I Feel the Earth Move Under My Feet

The material selection and structure are a big part of the design process. If you don't get them right, bad things can happen. There is not any difference between a gantry on a CNC router and a bridge. You have a span that you want to cover with a heavy cutter that you are moving back and forth and up and down. Just to complicate things, you are also generating forces with the cutter that are constantly changing direction. Throw in the fact that the cutter is at the end of a shaft that multiplies the forces just to make sure that you are not too complacent.

One thing you can do to make things more rigid is to use more stuff. More material can get you there up to a point but it is a matter of diminishing returns. Things get heavier and you need stronger motors to move them. The stronger motors are heavier. The heavier it gets, the more strain and flexing you get along with more friction and inertia to overcome which makes you need even more massive materials and stronger motors. The proverbial Catch-22.
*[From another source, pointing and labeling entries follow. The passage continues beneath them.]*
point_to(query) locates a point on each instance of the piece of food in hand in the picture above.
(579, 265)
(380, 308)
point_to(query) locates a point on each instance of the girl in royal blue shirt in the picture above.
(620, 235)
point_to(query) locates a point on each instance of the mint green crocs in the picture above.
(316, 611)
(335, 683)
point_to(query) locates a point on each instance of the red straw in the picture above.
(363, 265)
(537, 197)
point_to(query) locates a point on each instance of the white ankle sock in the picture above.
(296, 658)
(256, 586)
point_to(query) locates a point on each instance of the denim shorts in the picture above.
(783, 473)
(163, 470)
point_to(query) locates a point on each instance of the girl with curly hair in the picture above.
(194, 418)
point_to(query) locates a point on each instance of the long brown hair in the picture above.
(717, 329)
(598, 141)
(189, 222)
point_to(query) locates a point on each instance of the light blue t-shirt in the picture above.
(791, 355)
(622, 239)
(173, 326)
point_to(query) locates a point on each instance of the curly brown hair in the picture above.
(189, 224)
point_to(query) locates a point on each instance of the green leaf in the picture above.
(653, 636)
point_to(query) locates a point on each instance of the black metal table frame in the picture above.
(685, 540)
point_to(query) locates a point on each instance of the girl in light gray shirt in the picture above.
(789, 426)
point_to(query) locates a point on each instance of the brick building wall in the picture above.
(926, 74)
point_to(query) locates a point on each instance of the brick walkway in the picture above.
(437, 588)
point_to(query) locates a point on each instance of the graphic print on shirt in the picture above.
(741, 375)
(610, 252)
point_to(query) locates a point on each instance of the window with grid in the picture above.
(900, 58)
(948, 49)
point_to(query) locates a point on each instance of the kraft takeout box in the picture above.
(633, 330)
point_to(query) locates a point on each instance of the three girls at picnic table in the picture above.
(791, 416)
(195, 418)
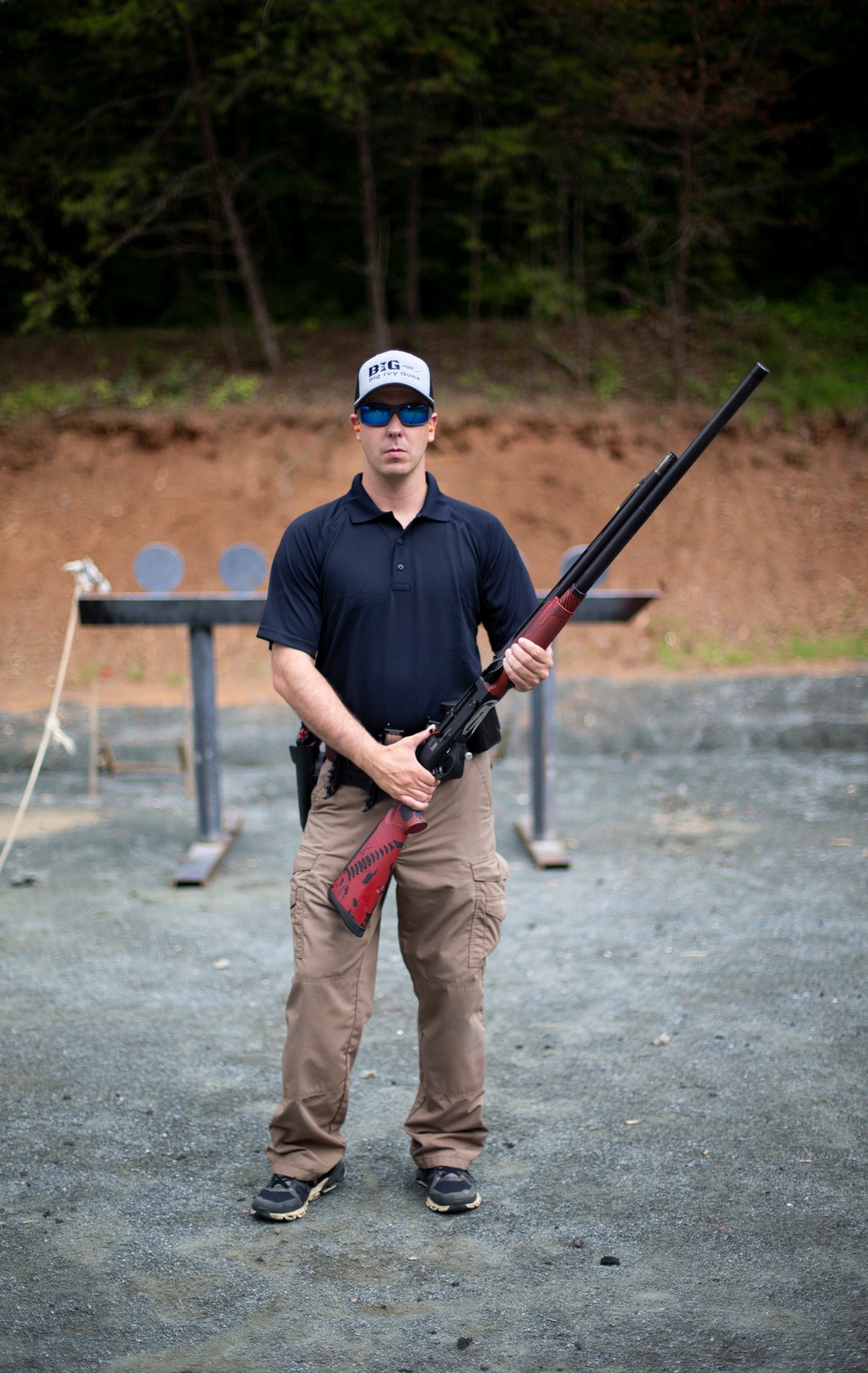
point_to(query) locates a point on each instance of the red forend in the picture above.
(360, 886)
(542, 629)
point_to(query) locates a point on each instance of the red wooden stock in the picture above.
(542, 629)
(358, 889)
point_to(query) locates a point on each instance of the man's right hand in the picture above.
(400, 775)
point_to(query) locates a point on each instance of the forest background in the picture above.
(602, 202)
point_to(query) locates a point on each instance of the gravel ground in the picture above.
(714, 905)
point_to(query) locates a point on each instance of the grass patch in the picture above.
(679, 653)
(816, 648)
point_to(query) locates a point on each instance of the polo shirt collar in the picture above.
(361, 509)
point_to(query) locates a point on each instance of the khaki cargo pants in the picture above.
(450, 903)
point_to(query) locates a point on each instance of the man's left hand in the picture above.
(526, 665)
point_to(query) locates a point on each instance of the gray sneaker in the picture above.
(287, 1199)
(450, 1189)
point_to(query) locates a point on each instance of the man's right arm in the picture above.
(394, 768)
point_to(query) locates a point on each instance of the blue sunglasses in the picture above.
(377, 417)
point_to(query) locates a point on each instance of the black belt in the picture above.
(346, 773)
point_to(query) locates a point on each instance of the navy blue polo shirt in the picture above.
(391, 614)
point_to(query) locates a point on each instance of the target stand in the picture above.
(158, 568)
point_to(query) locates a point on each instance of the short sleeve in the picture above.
(293, 614)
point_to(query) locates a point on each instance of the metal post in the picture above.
(207, 754)
(539, 832)
(542, 759)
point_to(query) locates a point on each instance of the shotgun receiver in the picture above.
(360, 886)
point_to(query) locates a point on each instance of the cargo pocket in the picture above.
(302, 870)
(490, 906)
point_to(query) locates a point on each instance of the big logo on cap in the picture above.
(393, 365)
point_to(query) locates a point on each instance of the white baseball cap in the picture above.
(391, 368)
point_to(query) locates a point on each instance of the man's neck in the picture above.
(404, 496)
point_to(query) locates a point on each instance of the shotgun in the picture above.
(363, 882)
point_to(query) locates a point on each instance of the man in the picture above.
(372, 613)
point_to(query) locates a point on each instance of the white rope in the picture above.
(89, 578)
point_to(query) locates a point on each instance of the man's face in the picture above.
(393, 450)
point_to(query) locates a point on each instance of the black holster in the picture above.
(306, 752)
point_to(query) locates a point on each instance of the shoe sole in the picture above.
(295, 1215)
(464, 1205)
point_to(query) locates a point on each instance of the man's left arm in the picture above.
(526, 665)
(507, 601)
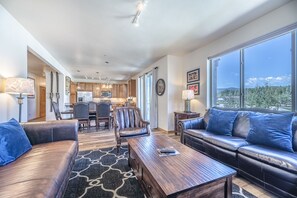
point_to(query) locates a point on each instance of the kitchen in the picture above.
(117, 94)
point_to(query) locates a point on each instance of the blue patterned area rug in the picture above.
(103, 173)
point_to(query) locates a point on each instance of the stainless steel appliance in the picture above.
(106, 94)
(84, 96)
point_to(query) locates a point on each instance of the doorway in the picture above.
(42, 103)
(147, 97)
(36, 106)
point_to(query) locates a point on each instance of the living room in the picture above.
(195, 39)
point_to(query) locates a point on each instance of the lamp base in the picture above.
(20, 101)
(187, 106)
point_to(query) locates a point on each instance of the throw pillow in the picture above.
(273, 130)
(13, 141)
(221, 121)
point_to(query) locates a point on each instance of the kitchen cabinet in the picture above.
(117, 90)
(88, 87)
(122, 91)
(131, 88)
(96, 90)
(81, 86)
(73, 88)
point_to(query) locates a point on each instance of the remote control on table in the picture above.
(167, 150)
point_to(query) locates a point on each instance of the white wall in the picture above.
(175, 87)
(162, 100)
(169, 68)
(279, 18)
(14, 43)
(33, 103)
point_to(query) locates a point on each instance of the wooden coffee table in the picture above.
(188, 174)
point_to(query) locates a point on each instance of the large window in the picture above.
(256, 76)
(226, 90)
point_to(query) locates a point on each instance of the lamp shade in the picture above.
(188, 95)
(23, 86)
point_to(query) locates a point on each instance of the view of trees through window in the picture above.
(266, 70)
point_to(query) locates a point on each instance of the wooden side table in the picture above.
(183, 115)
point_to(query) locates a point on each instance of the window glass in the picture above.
(226, 80)
(267, 74)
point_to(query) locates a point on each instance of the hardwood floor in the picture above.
(90, 140)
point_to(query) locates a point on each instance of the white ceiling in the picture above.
(84, 34)
(36, 66)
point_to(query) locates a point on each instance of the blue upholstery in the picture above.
(13, 142)
(221, 122)
(274, 130)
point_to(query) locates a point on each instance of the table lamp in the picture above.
(21, 86)
(188, 95)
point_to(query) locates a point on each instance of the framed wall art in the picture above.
(67, 85)
(160, 87)
(193, 75)
(33, 95)
(195, 87)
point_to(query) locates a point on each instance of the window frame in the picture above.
(292, 29)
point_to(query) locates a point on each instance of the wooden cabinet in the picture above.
(88, 87)
(73, 89)
(117, 90)
(96, 90)
(81, 86)
(123, 91)
(183, 115)
(131, 88)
The real answer is to make things stronger and lighter rather than just making things bigger and heavier. My machine is going to be made of wood. It is strong, easy to cut, virtually immune to fatigue, bonds well with adhesives, cheap, readily available. Dick Newick is quoted as calling it Miracle Fiber W. Wood is stronger by weight than steel and aluminum or fiberglass. Converting wood into plywood fixes the real drawback of wood: Wood is stronger in one direction than the other. In plywood, the grain direction alternates to even it out. One other problem with wood is that it expands and contracts radially with humidity. Sealing out water (or at least really slowing it down) is all it takes to address that problem. Most modern machinery is made of metals but don't let the hype fool you: metals change dimensionally too. Metals expand and contract with heat. They deform under stress. If you go back just a few years, wood was the high tech material. It just doesn't have as good publicist as some of the more modern materials because there is a higher mark-up on other stuff and marketing has spent lots of money trying to convince people to spend their money on more "modern" materials.